Jenner & Block and Howard P. Willens, the governor’s special legal assistant, is representing the CNMI in the case challenging the federalization provision of U.S. Public Law 110-229.
The CNMI pays Jenner & Block a monthly retainer of $50,000, excluding extras.
The acting AG acknowledged in his letter to Saipan Independent Rep. Tina Sablan that public funds were used to finance the lawsuit.
Federal Judge Paul Friedman placed the case “under advisement” after a hearing last week.
The U.S. Department of Justice said the CNMI’s case should be dismissed because it wasn’t brought forth by the commonwealth’s AG. Further, the Covenant allows the U.S. Congress to extend federal immigration law to the islands.
“As most lawyers know, a lawyer signing or participating in a U.S. lawsuit faces both personal and professional liability,” Jorgensen said, noting that if lawsuits are found frivolous or filed in relation to improper purpose or motive, lawyers who signed papers or facilitated the lawsuit proceedings might have to face the prospect of paying for the costs incurred by an adversary as well as face other sanctions.
While the CNMI is incurring legal expenses in the ongoing litigation, Jorgensen said the U.S. Department of Justice is also using taxpayer money to defend the U.S. Departments of Homeland Security and Labor, the defendants in the CNMI lawsuit.
“This case will cost the U.S. many hundreds of thousands of dollars, if not millions. And if you were the CNMI AG lawyer who lost this kind of case, you would not want to be on the hook not only for the monetary damages assessed for having lost the case but, as well, for the professional consequences,” said Jorgensen.
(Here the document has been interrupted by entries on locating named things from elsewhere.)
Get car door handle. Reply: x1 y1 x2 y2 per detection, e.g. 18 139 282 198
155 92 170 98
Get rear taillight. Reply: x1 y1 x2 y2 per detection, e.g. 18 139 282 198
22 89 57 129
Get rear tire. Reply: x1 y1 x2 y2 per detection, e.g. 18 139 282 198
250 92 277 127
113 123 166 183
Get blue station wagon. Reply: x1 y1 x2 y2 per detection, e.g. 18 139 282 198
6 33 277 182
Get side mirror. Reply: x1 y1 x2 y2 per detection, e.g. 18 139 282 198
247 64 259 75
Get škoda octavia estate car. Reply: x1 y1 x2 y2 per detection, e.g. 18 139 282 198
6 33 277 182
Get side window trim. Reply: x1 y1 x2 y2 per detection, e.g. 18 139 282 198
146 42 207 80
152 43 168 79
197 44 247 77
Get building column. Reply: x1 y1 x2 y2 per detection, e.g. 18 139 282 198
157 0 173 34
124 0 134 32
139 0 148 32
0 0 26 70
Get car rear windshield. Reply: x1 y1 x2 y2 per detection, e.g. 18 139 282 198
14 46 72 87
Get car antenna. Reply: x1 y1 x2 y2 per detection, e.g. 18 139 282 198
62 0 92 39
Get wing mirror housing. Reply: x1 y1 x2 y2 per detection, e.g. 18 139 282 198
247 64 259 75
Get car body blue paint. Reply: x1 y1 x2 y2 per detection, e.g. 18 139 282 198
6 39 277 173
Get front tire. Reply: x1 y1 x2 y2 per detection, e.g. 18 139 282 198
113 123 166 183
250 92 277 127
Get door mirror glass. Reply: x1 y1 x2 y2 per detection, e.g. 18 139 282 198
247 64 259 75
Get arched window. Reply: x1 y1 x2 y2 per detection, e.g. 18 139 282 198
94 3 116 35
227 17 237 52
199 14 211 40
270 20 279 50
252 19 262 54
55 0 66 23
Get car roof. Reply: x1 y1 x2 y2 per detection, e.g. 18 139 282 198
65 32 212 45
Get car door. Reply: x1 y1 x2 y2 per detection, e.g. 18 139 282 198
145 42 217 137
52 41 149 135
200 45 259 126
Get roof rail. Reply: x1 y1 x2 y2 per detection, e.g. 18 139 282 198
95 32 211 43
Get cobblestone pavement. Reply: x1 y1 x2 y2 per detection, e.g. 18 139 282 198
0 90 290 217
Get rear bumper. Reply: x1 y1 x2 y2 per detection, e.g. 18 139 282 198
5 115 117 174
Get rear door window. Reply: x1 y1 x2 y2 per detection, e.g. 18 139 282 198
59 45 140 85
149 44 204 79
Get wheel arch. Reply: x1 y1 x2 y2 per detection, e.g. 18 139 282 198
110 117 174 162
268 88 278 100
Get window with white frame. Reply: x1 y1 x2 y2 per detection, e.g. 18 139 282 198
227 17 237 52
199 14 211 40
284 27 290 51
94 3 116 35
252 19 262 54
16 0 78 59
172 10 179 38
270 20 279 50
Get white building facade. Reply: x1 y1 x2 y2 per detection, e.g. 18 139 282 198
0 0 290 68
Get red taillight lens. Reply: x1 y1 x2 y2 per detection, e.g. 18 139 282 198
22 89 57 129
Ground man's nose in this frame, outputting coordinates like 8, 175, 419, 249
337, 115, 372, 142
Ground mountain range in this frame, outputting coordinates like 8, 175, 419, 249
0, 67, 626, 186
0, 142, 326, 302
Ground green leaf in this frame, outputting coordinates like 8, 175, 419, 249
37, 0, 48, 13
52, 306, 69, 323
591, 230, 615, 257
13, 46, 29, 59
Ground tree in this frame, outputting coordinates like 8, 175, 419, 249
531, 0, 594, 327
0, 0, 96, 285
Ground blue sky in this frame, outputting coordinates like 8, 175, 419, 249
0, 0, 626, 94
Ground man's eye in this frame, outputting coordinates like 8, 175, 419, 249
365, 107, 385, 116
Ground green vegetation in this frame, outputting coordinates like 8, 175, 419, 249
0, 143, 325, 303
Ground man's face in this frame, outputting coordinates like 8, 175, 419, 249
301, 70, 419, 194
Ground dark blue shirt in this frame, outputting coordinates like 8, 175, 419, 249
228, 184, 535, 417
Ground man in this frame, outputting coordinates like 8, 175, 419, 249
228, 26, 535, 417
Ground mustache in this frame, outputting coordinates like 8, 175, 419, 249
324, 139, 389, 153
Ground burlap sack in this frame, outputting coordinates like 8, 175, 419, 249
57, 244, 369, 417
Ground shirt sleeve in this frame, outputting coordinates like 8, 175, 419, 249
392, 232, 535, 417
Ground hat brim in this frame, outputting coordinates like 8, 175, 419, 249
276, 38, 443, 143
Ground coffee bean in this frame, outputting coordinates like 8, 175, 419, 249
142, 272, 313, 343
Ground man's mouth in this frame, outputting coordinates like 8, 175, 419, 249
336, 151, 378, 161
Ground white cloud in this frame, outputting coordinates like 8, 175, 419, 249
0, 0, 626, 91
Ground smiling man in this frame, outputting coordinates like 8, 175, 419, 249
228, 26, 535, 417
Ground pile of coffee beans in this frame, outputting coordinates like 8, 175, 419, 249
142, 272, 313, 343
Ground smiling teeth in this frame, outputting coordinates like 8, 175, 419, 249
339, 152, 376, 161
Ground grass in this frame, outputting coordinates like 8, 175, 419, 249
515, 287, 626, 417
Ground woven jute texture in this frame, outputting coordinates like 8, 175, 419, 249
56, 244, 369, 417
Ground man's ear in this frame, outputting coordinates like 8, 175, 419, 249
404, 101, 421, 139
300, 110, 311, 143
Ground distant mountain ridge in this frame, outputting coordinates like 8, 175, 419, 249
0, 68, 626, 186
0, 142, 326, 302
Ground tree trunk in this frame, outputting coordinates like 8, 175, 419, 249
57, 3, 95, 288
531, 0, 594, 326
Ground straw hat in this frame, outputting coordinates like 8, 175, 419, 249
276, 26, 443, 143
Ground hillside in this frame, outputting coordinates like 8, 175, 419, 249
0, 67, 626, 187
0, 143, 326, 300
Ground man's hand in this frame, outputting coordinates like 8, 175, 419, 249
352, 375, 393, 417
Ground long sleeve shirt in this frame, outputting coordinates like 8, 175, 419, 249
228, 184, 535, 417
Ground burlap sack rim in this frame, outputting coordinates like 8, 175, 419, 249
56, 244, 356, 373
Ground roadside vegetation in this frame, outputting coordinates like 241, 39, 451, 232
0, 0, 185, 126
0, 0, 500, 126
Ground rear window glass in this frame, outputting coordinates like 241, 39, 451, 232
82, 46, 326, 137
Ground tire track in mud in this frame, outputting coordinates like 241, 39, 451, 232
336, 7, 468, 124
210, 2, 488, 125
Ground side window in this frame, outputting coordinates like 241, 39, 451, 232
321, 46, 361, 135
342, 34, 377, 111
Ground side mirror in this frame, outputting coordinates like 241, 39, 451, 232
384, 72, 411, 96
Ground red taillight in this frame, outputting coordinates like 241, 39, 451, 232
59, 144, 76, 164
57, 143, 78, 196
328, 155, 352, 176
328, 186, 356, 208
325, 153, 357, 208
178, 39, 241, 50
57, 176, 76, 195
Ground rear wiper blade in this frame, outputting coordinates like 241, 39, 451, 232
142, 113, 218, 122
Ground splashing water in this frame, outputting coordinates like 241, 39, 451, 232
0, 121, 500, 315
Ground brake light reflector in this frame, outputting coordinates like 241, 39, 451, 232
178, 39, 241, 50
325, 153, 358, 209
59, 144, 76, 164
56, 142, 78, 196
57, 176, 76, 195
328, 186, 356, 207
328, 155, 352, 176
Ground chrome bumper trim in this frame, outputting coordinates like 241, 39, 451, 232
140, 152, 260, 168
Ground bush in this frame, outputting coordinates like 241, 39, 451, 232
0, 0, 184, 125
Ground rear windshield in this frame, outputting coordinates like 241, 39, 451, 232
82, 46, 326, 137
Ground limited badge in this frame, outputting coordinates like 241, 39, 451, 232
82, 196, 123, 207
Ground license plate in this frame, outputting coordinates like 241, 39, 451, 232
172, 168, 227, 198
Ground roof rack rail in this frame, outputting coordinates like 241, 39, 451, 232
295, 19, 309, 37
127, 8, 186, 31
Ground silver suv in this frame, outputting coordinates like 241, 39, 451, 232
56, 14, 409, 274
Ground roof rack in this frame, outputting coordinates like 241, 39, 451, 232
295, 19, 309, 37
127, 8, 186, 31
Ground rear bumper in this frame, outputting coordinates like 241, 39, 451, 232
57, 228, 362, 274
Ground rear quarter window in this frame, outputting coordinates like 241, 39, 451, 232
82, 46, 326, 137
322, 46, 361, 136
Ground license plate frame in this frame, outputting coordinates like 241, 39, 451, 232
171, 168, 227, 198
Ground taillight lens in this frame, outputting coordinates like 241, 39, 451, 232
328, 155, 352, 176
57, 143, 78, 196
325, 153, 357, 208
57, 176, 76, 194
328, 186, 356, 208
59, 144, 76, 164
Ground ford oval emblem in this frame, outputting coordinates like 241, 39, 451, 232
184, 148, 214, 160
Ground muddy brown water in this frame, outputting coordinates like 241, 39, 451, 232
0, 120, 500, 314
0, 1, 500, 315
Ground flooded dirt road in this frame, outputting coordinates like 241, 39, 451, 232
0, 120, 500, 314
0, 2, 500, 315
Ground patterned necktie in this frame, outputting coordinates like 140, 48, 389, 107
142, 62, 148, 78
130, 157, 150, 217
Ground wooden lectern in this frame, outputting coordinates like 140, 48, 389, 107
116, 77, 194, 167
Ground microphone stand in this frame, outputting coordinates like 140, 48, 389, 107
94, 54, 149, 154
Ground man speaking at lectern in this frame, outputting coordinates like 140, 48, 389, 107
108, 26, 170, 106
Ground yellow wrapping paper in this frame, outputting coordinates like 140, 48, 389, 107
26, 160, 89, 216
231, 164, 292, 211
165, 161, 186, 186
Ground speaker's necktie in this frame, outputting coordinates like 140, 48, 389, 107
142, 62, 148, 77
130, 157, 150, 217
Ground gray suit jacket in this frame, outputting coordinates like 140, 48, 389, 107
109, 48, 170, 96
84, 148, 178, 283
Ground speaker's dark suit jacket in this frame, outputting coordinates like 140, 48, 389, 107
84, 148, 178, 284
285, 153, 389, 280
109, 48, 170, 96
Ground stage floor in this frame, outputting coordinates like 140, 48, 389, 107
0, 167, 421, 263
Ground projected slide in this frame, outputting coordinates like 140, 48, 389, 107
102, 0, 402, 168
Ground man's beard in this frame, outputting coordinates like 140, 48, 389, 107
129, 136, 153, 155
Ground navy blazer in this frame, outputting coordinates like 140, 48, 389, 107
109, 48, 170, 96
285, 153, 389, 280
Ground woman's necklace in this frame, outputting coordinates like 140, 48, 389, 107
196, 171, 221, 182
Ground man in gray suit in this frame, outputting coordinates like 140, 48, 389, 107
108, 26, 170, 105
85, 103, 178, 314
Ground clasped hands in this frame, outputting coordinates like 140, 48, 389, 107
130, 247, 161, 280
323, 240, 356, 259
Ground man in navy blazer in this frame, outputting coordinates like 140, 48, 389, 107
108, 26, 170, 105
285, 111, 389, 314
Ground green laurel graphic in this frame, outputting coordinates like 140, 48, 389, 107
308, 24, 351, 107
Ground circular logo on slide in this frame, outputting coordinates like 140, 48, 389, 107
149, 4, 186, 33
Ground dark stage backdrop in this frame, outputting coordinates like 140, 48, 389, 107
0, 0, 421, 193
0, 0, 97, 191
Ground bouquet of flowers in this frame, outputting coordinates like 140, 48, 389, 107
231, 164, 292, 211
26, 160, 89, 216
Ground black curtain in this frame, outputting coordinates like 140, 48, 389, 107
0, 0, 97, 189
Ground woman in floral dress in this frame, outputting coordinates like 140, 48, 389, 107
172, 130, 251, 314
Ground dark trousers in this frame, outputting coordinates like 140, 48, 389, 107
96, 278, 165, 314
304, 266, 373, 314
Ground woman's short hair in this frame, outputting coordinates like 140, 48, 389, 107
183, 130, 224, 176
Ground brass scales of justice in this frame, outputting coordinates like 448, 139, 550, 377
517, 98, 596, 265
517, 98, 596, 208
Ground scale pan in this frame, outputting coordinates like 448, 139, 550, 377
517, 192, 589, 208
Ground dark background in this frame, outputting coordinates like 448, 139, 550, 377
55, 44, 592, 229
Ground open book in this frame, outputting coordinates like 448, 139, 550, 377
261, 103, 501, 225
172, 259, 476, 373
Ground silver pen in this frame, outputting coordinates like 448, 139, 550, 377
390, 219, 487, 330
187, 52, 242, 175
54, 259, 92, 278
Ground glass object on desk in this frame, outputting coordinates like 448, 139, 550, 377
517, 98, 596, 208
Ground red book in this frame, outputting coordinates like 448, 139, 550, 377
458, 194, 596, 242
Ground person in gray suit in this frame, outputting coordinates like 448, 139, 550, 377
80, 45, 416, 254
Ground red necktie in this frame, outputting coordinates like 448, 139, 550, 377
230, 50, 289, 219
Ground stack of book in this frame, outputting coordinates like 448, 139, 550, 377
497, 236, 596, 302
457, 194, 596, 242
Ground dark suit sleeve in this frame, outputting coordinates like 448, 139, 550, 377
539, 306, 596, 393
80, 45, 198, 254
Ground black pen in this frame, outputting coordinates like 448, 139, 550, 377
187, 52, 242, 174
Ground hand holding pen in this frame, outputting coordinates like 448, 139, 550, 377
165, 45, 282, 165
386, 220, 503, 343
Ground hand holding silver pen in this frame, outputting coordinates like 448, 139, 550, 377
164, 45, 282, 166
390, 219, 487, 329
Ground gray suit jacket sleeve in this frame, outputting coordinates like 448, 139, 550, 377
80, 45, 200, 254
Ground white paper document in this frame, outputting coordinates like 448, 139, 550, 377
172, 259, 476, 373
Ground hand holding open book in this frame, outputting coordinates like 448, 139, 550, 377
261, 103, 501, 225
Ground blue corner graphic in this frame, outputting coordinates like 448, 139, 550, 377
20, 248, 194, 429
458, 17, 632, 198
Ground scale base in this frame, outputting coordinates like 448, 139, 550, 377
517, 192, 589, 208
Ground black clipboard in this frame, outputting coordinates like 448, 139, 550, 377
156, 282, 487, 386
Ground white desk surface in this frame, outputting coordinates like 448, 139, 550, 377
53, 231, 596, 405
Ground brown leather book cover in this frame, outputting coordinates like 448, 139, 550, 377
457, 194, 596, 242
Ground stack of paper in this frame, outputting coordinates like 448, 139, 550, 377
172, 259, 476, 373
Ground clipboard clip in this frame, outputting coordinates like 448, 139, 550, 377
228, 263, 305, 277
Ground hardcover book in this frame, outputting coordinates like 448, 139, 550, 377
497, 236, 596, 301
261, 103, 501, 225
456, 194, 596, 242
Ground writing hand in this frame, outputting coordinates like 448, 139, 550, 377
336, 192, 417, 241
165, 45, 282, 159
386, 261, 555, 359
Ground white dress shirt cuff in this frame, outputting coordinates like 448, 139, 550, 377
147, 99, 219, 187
He said the matter is further compounded by the fact that the CNMI is dragged into the corruption scandal in Washington, D.C. involving disgraced lobbyist Jack Abramoff whose past lobby firms got over $10 million from the CNMI during the 1990s to block federalization legislation.
“The funding of the CNMI’s claims might appear to be related to the $10 million in CNMI public funds reputedly orchestrated by the CNMI’s current governor as payment to well known felons like Jack ‘Honest Abe’ Abramoff and his crew,” Jorgensen said.